Global oil prices advanced over concerns about renewed instability in the crude-rich Middle East region, with Brent oil hitting a near six-month high close to 112 USD a barrel.
Gold prices rallied to 1,411 USD an ounce, up from 1,377.5 USD the previous session, as many investors parked their cash in the commodity seen as a safe bet in times of unrest.
Wall Street stocks had fallen yesterday after US Secretary of State John Kerry warned that the United States would demand 'accountability' after an 'obscene' chemical weapons attack on Syrian civilians.
'Markets are tanking in Europe today, as Syria related risk-aversion prevails,' said trader Anita Paluch at Gekko Markets.

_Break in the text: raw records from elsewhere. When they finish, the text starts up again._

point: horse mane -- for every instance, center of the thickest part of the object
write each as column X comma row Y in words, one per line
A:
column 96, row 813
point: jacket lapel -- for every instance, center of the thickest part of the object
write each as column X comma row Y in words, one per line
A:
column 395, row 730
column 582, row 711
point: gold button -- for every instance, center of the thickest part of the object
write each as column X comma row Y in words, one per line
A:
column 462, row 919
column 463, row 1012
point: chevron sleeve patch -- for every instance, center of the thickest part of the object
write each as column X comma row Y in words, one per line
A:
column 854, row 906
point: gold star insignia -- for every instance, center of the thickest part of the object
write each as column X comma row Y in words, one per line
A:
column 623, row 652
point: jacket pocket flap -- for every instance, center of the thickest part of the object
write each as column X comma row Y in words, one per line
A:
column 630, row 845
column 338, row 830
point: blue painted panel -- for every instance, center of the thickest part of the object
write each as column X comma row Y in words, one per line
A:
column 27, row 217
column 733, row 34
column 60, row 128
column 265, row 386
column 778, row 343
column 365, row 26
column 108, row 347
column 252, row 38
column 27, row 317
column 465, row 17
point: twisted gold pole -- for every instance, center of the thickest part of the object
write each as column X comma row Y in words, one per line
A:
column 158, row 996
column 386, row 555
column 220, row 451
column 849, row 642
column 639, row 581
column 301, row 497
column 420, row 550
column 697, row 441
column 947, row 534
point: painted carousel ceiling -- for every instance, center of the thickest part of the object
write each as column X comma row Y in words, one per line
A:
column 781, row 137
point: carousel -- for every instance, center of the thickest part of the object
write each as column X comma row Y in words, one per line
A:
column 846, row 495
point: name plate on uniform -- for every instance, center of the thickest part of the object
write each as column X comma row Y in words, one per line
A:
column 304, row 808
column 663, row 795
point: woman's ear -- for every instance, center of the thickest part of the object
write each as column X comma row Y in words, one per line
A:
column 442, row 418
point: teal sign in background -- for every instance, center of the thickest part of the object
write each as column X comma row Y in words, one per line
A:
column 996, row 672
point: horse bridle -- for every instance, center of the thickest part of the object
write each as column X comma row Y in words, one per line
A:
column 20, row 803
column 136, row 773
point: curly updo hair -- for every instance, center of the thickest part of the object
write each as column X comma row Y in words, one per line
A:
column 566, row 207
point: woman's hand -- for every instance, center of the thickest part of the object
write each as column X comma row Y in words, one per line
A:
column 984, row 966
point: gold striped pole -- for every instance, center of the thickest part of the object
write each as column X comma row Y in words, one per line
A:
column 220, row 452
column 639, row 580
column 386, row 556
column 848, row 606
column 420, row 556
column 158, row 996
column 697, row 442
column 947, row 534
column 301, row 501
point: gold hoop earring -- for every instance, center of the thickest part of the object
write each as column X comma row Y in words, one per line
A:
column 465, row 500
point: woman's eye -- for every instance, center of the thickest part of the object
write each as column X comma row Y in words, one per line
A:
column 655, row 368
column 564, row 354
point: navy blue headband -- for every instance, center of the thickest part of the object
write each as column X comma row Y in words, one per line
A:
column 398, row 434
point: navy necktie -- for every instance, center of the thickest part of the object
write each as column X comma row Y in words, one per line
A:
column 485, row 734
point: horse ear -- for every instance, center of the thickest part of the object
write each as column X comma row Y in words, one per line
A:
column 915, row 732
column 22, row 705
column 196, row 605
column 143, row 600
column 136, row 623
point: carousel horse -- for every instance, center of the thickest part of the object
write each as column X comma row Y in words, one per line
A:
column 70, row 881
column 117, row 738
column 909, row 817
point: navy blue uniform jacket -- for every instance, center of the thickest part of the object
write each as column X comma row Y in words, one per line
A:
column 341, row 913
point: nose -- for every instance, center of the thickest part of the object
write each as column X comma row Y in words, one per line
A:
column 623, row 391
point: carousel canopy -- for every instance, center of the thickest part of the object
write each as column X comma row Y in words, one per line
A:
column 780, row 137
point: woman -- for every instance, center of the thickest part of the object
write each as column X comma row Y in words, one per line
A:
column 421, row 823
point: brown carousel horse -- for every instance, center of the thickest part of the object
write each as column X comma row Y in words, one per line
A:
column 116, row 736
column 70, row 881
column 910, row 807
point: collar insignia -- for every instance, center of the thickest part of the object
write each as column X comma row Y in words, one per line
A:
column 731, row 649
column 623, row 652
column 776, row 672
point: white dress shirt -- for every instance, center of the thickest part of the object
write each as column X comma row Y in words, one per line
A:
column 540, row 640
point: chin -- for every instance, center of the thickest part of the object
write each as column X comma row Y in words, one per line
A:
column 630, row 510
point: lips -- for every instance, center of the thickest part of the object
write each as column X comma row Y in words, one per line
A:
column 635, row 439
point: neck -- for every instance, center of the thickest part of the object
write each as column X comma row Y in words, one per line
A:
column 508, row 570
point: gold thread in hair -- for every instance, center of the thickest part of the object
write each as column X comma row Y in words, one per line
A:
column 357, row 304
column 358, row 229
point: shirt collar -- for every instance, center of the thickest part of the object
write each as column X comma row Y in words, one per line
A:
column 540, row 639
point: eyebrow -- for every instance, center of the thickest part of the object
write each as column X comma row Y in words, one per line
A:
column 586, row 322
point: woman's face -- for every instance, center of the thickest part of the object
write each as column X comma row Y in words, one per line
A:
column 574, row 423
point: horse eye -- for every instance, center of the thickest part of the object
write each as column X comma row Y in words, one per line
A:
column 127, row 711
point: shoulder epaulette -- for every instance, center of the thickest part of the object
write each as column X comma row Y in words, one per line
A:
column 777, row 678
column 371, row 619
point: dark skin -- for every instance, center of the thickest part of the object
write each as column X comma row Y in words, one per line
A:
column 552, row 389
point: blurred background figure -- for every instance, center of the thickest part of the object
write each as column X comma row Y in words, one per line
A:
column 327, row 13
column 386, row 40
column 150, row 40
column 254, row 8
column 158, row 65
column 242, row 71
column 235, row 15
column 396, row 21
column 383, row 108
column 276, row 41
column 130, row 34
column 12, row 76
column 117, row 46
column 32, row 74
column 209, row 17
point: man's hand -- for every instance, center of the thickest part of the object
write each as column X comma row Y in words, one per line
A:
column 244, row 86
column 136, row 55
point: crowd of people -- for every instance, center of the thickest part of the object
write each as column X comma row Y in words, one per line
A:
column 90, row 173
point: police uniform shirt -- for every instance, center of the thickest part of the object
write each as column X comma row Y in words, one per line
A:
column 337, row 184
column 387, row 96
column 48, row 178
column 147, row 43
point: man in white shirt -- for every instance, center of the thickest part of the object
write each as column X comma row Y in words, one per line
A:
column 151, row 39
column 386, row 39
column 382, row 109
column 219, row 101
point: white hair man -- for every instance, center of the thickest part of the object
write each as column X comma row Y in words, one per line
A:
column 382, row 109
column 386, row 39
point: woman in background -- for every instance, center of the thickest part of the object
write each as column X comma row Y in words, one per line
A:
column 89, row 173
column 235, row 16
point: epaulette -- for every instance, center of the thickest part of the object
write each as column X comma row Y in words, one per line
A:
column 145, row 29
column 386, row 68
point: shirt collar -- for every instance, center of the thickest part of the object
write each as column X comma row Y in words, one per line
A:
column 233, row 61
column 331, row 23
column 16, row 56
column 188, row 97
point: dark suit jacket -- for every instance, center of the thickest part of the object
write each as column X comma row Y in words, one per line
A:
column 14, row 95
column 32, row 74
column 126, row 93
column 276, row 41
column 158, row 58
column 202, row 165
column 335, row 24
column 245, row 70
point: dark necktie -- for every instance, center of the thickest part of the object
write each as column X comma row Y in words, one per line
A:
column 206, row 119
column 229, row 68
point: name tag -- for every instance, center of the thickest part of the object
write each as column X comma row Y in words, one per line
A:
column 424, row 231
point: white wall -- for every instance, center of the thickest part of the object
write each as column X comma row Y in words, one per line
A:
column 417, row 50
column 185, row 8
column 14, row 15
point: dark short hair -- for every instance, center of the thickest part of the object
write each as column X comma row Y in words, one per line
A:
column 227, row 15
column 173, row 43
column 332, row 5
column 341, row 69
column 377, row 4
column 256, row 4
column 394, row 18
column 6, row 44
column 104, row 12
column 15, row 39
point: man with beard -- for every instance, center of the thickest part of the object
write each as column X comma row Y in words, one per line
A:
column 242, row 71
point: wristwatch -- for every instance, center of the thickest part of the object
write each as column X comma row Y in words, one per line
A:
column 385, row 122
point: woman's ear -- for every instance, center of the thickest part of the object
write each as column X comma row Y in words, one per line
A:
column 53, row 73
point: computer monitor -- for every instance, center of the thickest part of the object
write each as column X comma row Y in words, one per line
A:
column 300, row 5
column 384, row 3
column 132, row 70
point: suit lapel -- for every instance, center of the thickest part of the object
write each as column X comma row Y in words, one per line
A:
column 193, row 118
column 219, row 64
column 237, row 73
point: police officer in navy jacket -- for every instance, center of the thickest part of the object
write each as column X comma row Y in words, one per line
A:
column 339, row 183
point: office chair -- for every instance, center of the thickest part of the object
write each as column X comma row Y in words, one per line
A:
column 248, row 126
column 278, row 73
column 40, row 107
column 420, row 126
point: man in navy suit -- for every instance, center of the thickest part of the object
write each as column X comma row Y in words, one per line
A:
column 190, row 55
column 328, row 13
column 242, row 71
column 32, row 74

New York's Dow Jones Industrial Average shed 0.43 per cent to finish at 14,946.46 points.
In Asia, Hong Kong equities slid 0.59 per cent today and Tokyo shed 0.69 per cent, but Sydney eked out a slender gain of 0.11 per cent.
Emerging markets also remained under the spotlight due to lingering concern that tighter US monetary policy could spark massive outflows of foreign cash back to the West.
The Turkish lira that fell to a record low level plunged to 2.033 in mid-morning today.
Turkey is caught up in a currency turmoil that spreads across emerging economies in Asia, Latin America, Russia and South Africa as investors pull out funds because of the imminent change in the US monetary climate as well as in global interest rates.